We are launching a new series this month that highlights participants at the national gathering in Charlotte, North Carolina on March 4 – 5th, 2013. Presenters, preachers, teachers, and leaders were asked the same five questions and their thoughtful responses may be found here every week. The goal is to introduce you to people you’ll hear from in Charlotte and prime the pump for our time together. Hopefully, something here will spark an idea, thought, or question for you. We encourage you to reach out and initiate conversations that you can later continue in person. So without further ado …
Ashley Goff is Minister for Spiritual Formation at Church of the Pilgrims (PCUSA) and ordained in the United Church of Christ. Ashley graduated from Union Theological Seminary in NYC where she fell in love with the art of liturgy. She lives with deep gratitude for several communities which have formed her along the way: Denison University, the Jesuit Volunteer Corps, the Open Door Community, and Rikers Island NYC Jail. Ashley also finds life in Springsteen music, beekeeping, urban farming, vinyasa yoga, and her three kids and loveable spouse.
1.Tell us about your ministry context
I am Minister for Spiritual Formation at Church of the Pilgrims, a More Light, urban, progressive, “we-drink-beer-during-Bible-study-at-the-bar-across-the-street” PCUSA congregation in Dupont Circle, Washington, D.C. I have been at Pilgrims 14 years and ordained in the United Church of Christ. When I arrived at Pilgrims in 1999, right out of Union Seminary in NYC, the congregation was at rock bottom in every way possible. Now, we have transformed ourselves into a lively, mutli-age/gender/race/denominational-history congregation. We thrive on innovative worship, community organizing, urban gardening, Biblical stories, and sharing food with hungry people.
2. Where have you seen glimpses of “the church that is becoming”?
At Pilgrims, I experience a community that is and becoming an innovative, creative, collective body when we worship together, particularly when we take ancient practices and make them new to us. We are becoming when we roast marshmallows before a winter solstice service, walk in meditation before communion, learn new songs together, anoint each other after sharing the bread, and baptize with a thunderous voice that peace and justice are the Ways of God. We are becoming when I experience liturgy at Pilgrims and realize someone could see what we did in two ways: “what you did was profoundly Christian or barely Christian.” When we risk and take ourselves to an edge for the sake of Jesus we are becoming.

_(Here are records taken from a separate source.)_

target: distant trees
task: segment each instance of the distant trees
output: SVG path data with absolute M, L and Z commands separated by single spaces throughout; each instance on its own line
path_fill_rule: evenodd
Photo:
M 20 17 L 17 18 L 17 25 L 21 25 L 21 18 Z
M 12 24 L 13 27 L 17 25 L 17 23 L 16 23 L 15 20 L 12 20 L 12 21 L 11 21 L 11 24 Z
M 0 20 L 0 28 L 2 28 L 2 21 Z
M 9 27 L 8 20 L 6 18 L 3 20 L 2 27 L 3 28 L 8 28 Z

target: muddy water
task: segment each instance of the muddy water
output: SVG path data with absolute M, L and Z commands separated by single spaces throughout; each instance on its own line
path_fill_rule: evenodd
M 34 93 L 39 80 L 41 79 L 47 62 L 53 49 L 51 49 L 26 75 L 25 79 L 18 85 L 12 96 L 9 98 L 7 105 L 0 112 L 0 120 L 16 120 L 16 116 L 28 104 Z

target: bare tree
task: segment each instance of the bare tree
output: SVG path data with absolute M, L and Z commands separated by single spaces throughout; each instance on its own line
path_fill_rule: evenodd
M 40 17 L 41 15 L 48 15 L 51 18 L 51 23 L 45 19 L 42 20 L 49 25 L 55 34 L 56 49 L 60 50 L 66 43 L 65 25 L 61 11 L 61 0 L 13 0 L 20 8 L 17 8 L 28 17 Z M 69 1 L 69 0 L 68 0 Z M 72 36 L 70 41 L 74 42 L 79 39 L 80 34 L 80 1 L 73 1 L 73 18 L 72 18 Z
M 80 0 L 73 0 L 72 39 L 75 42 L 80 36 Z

3. What are your passions in ministry? (And/or what keeps you up at night?)
My passion is this creative edge for liturgy that creates space for us to experience the transformative nature of the Spirit. I have been most influenced by the ancient liturgical expressions of the Open Door Community in Atlanta, Georgia, James Chapel at Union Seminary in NYC, and St. Gregory of Nyssa in San Francisco, and Bruce Springsteen and the E Street Band. These communities transformed me through their improvisational, liturgical ways, opening us space for God to be known to me. I’m passionate about carrying the methods of these communities into my work. I’m passionate how the revolutionary methods of the arts hold the most power for me in planning liturgy. I’m passionate about the intersection of urban gardening, liturgy, sharing food and how an Earth-Honoring faith pushes Pilgrims to tether itself to God whose unrelenting imperative is justice.
4. What is one thing you are looking forward to at the NEXT Gathering?
I’m looking forward to sharing Pilgrims story of liturgy and being with people, especially Laura Cunningham, who is a dear friend and whom I don’t get to see very often.
5. Describe NEXT in seven words or less.
Collective. Imagination. Newness. Imperative. Must. Yes. Innovation.